The first fork in particular looks pretty interesting and worth trying.
It seems like it, however I didn't try to go into the UI until after it froze again at 1:49
I'll try that tomorrow after it inevitably does it again, lol.
So I've been having issues with another ESP32 I have on my work desk, it too is losing connection. So it appears that this is an issue for my network, rather than the project.
(Even having another WiFi router acting as an AP instead of using my normal Google Wifi Mesh connected didn't help. :/ )
Anyway, I think I forgot to mention this.
I agree with using semvers via the ~
operator, but that only updates based on the Patch Maj.Min.Patch
But this is up to you.
Bummer, that's too bad. Did the wifi reconnect in the loop help at all?
Should've been more clear re: patch versions, just meant to share that tidbit.
Not really? I'd have to test more, to be perfectly honest. But it didn't seem to make a difference on first glance.
please help me i am getting this error starting with Platformio
ImportError: No module named pathlib: File "/Users/brayamruiz/.platformio/penv/lib/python2.7/site-packages/platformio/builder/main.py", line 154: env.SConscript(item, exports="env") File "/Users/brayamruiz/.platformio/packages/tool-scons/script/../engine/SCons/Script/SConscript.py", line 541: return _SConscript(self.fs, *files, **subst_kw) File "/Users/brayamruiz/.platformio/packages/tool-scons/script/../engine/SCons/Script/SConscript.py", line 250: exec file in call_stack[-1].globals File "/Users/brayamruiz/Downloads/epaper_templates-master/scripts/platformio/build_web.py", line 8: from pathlib import Path
Just installed a build of epaper_templates with most deps updated to newest.

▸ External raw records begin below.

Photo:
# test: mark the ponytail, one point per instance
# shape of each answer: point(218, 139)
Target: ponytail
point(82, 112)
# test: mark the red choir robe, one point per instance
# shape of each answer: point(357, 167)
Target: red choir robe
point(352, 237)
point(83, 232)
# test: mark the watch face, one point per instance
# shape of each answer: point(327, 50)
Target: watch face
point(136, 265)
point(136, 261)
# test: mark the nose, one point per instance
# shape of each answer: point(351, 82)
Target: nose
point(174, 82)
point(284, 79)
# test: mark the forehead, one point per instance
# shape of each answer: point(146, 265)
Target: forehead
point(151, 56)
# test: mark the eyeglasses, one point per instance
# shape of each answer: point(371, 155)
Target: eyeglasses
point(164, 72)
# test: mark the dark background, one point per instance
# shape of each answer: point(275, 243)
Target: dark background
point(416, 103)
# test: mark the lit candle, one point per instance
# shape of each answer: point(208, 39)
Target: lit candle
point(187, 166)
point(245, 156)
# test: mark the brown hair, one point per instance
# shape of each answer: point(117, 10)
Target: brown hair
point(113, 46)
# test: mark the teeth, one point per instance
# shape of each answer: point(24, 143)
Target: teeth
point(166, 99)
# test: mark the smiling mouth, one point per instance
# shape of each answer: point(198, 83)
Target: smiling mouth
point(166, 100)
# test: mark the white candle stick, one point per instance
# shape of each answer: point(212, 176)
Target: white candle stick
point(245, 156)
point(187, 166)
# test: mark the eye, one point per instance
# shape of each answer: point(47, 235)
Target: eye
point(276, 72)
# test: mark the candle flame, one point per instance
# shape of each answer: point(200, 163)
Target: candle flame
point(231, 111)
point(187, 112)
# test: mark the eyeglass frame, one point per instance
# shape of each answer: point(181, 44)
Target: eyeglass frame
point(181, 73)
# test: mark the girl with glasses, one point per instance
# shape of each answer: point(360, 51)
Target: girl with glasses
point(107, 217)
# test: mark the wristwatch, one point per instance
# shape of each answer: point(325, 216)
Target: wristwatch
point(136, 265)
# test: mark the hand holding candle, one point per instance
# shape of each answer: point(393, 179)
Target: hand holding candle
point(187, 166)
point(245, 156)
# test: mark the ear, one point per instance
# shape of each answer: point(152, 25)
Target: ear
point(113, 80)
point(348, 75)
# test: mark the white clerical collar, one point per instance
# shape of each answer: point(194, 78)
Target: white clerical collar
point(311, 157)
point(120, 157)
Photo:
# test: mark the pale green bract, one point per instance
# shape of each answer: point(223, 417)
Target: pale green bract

Async MQTT Client needed this, as the lib on PlatformIO is outdated by 2 years.
marvinroger/async-mqtt-client#7f1ba48
Full
lib_deps_external
What spurred this, is that I was having a similar MQTT issue like before, and was trying to see if this would solve it. Only time will tell, but maybe this is worth consideration as well?